Accord du 30 novembre 2011 relatif aux agressions en situation de travail

Article 4

En vigueur

Mesures d'accompagnement en cas d'agression en situation de travail

Lorsqu'un salarié exerçant une mission de sûreté aérienne ou aéroportuaire se plaint d'une agression à l'occasion de l'exercice de ses missions, il est fait application de la procédure chronologique suivante :

a) L'usager et le salarié sont invités à patienter séparément dans le périmètre du lieu du litige. En cas d'agression physique, ou si l'usager refuse de se soumettre à cette mesure conservatoire, il sera fait appel aux services compétents de l'État ;

b) Il est fait appel à un encadrant sensibilisé à la procédure. Celui-ci devra appartenir au minimum à l'échelon chef d'équipe. En absence de chef d'équipe, il est fait appel à l'encadrant en fonction. Il doit être déchargé sans délai de ses autres missions pendant le temps qu'il consacre à cette intervention ;

c) L'encadrant s'attache, dans la mesure du possible, à apaiser la situation et à créer les conditions propices à la conduite de l'enquête. Dans le cas où, malgré tout, la situation ne devient plus contrôlable, il fait appel aux services compétents de l'État par tous les moyens prévus à cet effet ;

d) Les circonstances de l'événement survenu sont formalisées par écrit, sans considération des aspects commerciaux, sur le modèle fourni en annexe au présent accord :

– le salarié consigne les circonstances de l'événement survenu sur la partie du rapport destinée à cet effet ;
– l'encadrant mobilisé consigne l'ensemble des éléments contradictoires qu'il a recueillis (faits, témoignages, déclarations de l'usager) ;

e) À sa demande, l'agent de sûreté est accompagné par un représentant de la société pour procéder au dépôt d'une plainte ;

f) Dans les cas les plus graves, notamment en présence d'une agression physique de nature à engendrer un traumatisme psychique, le salarié pourra demander à l'encadrant mobilisé à être mis en relation téléphonique avec une cellule d'écoute psychologique composée de psychologues qualifiés.

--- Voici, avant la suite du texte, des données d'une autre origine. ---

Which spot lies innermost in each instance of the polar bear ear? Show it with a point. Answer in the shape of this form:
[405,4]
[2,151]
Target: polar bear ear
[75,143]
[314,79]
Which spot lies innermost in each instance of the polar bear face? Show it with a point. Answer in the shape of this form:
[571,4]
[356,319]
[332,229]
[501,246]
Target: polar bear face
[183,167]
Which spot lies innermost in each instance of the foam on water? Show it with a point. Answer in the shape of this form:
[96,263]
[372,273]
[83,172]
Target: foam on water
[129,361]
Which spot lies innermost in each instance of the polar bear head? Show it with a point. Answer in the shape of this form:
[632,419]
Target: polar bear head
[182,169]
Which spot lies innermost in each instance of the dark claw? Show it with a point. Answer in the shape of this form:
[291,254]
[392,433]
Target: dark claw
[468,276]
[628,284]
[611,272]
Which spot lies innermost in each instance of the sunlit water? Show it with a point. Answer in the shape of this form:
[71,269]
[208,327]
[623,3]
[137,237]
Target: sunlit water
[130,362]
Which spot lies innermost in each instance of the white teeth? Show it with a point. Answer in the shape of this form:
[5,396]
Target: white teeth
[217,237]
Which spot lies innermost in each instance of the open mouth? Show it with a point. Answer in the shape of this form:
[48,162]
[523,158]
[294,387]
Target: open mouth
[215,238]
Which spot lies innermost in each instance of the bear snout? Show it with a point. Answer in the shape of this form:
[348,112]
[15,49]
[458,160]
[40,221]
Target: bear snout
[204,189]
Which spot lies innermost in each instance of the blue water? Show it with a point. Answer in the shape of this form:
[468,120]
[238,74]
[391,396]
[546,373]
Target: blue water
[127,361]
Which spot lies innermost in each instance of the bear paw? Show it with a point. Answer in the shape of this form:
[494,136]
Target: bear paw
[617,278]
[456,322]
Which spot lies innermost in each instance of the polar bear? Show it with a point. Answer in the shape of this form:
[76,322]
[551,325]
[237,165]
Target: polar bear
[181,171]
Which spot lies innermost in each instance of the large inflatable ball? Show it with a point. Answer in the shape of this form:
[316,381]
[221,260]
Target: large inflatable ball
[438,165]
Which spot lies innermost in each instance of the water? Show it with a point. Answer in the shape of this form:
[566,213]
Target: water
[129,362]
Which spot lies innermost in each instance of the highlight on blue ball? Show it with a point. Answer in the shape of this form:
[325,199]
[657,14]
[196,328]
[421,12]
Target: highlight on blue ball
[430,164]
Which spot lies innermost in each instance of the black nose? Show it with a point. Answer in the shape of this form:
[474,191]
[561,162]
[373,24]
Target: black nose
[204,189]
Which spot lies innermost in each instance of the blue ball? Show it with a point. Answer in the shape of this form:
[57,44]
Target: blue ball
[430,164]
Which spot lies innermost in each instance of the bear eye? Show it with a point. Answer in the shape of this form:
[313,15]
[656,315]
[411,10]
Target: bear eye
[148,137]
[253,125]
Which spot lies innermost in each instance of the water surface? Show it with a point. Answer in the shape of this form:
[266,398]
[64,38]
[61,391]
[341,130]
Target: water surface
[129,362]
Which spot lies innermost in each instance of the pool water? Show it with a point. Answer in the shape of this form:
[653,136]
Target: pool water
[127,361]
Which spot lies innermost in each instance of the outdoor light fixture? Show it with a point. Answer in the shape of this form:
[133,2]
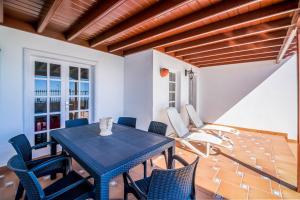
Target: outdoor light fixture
[164,72]
[189,73]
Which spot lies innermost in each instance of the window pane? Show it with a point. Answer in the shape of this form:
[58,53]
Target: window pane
[73,115]
[84,114]
[54,121]
[171,96]
[73,88]
[73,103]
[172,77]
[40,123]
[172,86]
[84,74]
[172,104]
[40,105]
[40,88]
[55,88]
[55,104]
[54,71]
[84,103]
[84,89]
[40,69]
[73,73]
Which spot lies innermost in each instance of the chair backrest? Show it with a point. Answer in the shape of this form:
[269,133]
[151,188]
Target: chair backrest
[22,146]
[175,184]
[127,121]
[27,178]
[76,122]
[193,116]
[158,127]
[177,122]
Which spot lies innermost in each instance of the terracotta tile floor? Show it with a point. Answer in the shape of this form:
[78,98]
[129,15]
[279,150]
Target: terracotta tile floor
[226,174]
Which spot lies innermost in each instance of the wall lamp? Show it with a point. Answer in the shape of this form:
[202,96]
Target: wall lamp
[189,73]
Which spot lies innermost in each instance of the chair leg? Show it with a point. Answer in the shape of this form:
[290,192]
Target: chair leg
[166,159]
[20,191]
[126,186]
[145,168]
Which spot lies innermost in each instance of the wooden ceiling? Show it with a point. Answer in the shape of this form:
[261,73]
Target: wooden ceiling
[201,32]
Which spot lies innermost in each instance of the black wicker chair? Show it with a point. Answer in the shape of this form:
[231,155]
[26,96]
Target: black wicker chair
[72,186]
[24,150]
[175,184]
[161,129]
[127,121]
[76,122]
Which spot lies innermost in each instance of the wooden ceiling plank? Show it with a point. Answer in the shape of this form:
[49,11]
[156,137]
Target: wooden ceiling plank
[182,22]
[291,34]
[97,12]
[285,7]
[221,59]
[233,43]
[1,11]
[239,33]
[238,54]
[238,62]
[258,45]
[155,10]
[44,21]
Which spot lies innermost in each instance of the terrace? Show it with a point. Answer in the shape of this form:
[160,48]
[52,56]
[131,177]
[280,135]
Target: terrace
[236,63]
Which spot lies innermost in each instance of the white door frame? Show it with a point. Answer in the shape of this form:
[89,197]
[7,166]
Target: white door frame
[28,84]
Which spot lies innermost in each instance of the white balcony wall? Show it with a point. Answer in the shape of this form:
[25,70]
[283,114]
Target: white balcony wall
[257,95]
[109,80]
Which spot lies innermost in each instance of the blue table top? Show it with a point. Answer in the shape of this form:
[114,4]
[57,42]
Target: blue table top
[104,153]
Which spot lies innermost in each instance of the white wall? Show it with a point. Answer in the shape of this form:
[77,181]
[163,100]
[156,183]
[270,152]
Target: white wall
[258,95]
[109,79]
[161,86]
[138,84]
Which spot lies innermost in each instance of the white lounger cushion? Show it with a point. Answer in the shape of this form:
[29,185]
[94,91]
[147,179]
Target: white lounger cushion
[193,116]
[202,136]
[177,123]
[199,124]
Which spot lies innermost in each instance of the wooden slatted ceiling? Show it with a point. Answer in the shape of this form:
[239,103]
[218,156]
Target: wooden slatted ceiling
[69,12]
[155,15]
[201,32]
[124,11]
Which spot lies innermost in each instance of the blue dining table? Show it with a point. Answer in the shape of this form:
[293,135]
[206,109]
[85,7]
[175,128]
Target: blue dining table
[106,157]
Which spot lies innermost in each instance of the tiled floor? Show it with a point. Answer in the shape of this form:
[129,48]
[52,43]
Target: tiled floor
[226,174]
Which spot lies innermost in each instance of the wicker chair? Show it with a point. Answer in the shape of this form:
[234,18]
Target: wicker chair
[72,186]
[24,150]
[175,184]
[127,121]
[161,129]
[76,122]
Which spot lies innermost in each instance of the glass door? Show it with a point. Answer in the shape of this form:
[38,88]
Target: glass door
[78,105]
[61,91]
[48,97]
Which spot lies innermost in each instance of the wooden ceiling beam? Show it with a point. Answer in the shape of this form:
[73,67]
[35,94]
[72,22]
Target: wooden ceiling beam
[1,11]
[223,59]
[238,62]
[291,34]
[182,22]
[44,21]
[97,12]
[155,10]
[237,54]
[247,47]
[239,33]
[233,43]
[279,9]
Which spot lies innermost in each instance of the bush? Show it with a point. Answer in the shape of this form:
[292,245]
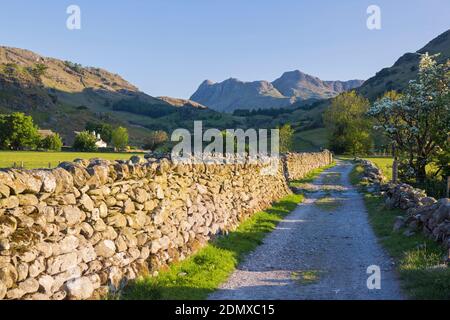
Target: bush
[52,143]
[85,142]
[17,132]
[120,138]
[156,139]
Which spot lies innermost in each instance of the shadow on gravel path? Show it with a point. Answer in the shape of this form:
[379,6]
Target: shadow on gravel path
[320,251]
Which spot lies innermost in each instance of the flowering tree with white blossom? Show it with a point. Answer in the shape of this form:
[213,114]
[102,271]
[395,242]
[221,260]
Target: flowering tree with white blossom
[418,121]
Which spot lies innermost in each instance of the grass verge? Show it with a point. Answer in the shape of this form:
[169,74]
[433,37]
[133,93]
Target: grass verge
[310,176]
[199,275]
[35,160]
[419,260]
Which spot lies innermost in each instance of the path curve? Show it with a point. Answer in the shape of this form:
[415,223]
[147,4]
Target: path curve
[319,251]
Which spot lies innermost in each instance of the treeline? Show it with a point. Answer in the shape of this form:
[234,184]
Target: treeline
[138,106]
[414,124]
[18,132]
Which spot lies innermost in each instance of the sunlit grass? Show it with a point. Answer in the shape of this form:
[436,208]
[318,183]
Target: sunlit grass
[419,259]
[34,160]
[207,269]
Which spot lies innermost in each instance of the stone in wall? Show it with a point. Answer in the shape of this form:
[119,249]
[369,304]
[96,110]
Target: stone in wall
[87,227]
[423,213]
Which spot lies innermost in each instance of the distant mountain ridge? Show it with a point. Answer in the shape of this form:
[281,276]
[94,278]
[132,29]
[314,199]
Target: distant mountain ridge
[64,96]
[292,86]
[405,68]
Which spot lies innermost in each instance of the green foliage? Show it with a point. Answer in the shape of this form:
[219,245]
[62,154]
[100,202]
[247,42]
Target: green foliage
[349,128]
[119,138]
[52,143]
[38,70]
[104,129]
[138,106]
[286,138]
[78,68]
[156,139]
[37,160]
[17,131]
[208,268]
[418,121]
[418,258]
[85,142]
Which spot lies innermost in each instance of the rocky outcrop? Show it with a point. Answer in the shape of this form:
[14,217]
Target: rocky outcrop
[423,213]
[86,228]
[293,86]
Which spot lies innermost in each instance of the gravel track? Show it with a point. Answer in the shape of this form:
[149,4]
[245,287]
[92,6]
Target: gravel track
[319,251]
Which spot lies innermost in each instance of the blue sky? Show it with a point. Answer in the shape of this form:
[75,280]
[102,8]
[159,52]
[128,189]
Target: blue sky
[168,47]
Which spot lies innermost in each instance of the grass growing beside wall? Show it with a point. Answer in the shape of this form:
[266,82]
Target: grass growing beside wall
[35,160]
[311,176]
[199,275]
[419,260]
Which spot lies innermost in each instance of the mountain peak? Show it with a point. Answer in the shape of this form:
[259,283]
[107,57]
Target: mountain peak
[232,94]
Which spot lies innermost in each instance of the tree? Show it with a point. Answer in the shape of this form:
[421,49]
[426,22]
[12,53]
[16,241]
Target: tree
[348,126]
[286,138]
[38,70]
[104,129]
[17,131]
[418,121]
[156,139]
[120,138]
[85,142]
[52,142]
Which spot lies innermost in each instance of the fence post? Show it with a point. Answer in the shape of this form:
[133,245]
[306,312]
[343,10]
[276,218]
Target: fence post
[394,164]
[448,187]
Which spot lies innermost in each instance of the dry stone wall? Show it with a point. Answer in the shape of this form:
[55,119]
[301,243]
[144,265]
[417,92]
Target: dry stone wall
[423,213]
[84,229]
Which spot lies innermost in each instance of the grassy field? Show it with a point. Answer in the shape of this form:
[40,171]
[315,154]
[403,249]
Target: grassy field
[419,260]
[198,276]
[34,160]
[310,140]
[310,176]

Cette cellule procédera à la qualification du besoin d'assistance et proposera, le cas échéant, la mise en œuvre d'une rencontre avec le salarié, de type debriefing, en vue de limiter les conséquences traumatiques de l'agression subie.

Les absences justifiées par la mise en œuvre de cette procédure ne donneront lieu à aucune diminution de rémunération incluant toute prime.

Dans le cas où le parquet décide d'engager des poursuites pénales à la suite de la plainte déposée par le salarié, l'entreprise prend en charge l'ensemble des frais de procédure pour le compte de l'agent concerné. Elle choisit et mandate l'auxiliaire de justice chargé de représenter le salarié et peut en outre décider de se porter partie civile à l'action.

Le salarié reversera à l'entreprise les sommes qu'il aura éventuellement perçues au titre de l'article 475-1 du code de procédure pénale, dans la limite des sommes exposées par l'entreprise.

Conditions d'entrée en vigueur

Les dispositions issues du présent accord prendront effet à compter du premier jour du mois suivant la publication au Journal officiel de l'arrêté d'extension.